Greek lawmakers are due to vote.

ATHENS: Greek lawmakers are due to vote on Friday on a deal to change the name of neighbouring Macedonia and resolve a diplomatic dispute that has dragged on for nearly 30 years.

The vote was originally scheduled for after midnight on Thursday but had to be postponed to Friday because some 230 lawmakers wanted to speak on the issue, the parliament speaker said.

Hundreds opposed to the deal protested outside parliament on Thursday evening, with police using tear gas to disperse them.

\GREEK 2The vote on the agreement to rename Macedonia as the Republic of North Macedonia is now planned for around 2:30pm (1230 GMT).

“Tomorrow is a crucial vote... now is the time to break free of the vicious cycle of nationalism and look at... future cooperation,” Prime Minister Alexis Tsipras told the chamber.

Macedonia’s parliament on Jan.11 backed a constitutional revision to change the country’s name but for the deal to go through, it must also be approved by Greek MPs.

Communist party activists Thursday draped giant banners outside the Acropolis, the ancient citadel on a rocky outcrop overlooking Athens, reading: “No to the Tsipras-Zaev agreement.”

That was a reference to the landmark compromise agreed in June between Tsipras and his Macedonian counterpart Zoran Zaev.

On Sunday, clashes between police and masked protesters left around 40 people injured as tens of thousands demonstrated in Athens against the name change.

According to the government, “the incidents were provoked by extremists, members of (neo-Nazi party) Golden Dawn, who attempted to enter parliament.”

A wide range of Greek political parties, from Golden Dawn to the Socialists, oppose the accord.

But it could nonetheless be approved by the required 151 lawmakers in the 300-seat parliament.

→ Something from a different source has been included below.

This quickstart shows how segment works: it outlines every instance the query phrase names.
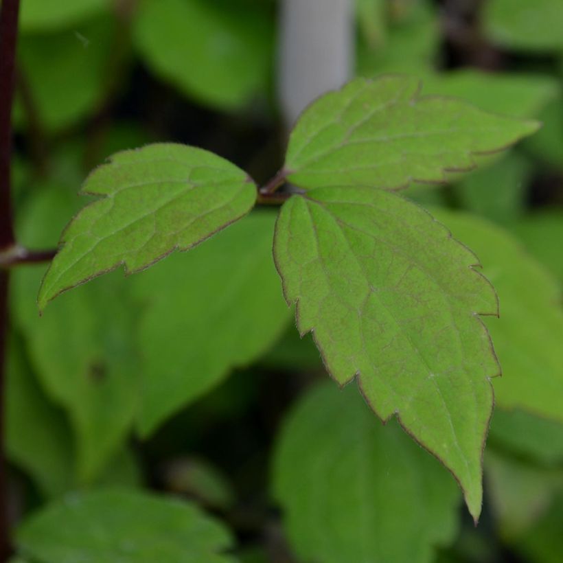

The accord aims to start unravelling a diplomatic dispute that began nearly three decades ago with Macedonia’s declaration of independence but whose roots date back centuries.

Since 1991, Athens has objected to its neighbour being called Macedonia because Greece has a northern province of the same name. In ancient times it was the cradle of Alexander the Great’s empire, a source of intense pride for Greeks.

But the June agreement marks a landmark shift in the dispute, with the efforts of the two prime ministers winning them a nomination for the 2019 Nobel Peace Prize.

 

Right side of history

In addition to normalising relations between the two countries, implementation of the agreement will open the door for Macedonia to join the European Union and NATO, hitherto blocked by Athens’ veto.

But in Greece, its neighbour’s name continues to fuel controversy in politics and society, a few months ahead of parliamentary elections scheduled for October.

Last week, Tsipras’s ruling coalition fell apart as a result of the controversy but he then narrowly won a confidence vote, setting the stage for the name-change vote in parliament.

His leftist Syriza party has 145 MPs and enough independent members have pledged their support to secure approval of the deal.

On the right, New Democracy leader Kyriakos Mitsotakis said the agreement “creates new problems” and “awakens nationalism.”

“Your foreign policy is superficial and ignorant... you should be ashamed,” he told leftist lawmakers.

“Are you afraid of a state that does not even have two percent of our military capability and not even six percent of our economic output?,” former foreign minister Nikos Kotzias, who was one of the top architects of the June agreement, asked the MPs.

Macedonian Foreign Minister Nikola Dimitrov, who worked with him on the deal, told AFP the compromise had created “a climate (in which) the impossible is actually possible.”

For many Greeks, especially in the north where the province of Macedonia is the birthplace of Alexander, the name “Macedonia” belongs to Greek historical heritage.

But Tsipras insisted Thursday: “We never had a Macedonian language. Alexander the Great spoke Greek.”

If the agreement does not come into effect, “the consequences of the failure will be profound” and reaching a new deal “would take years, not months”, UN mediator Matthew Nimetz warned in an interview with Greek news agency ANA.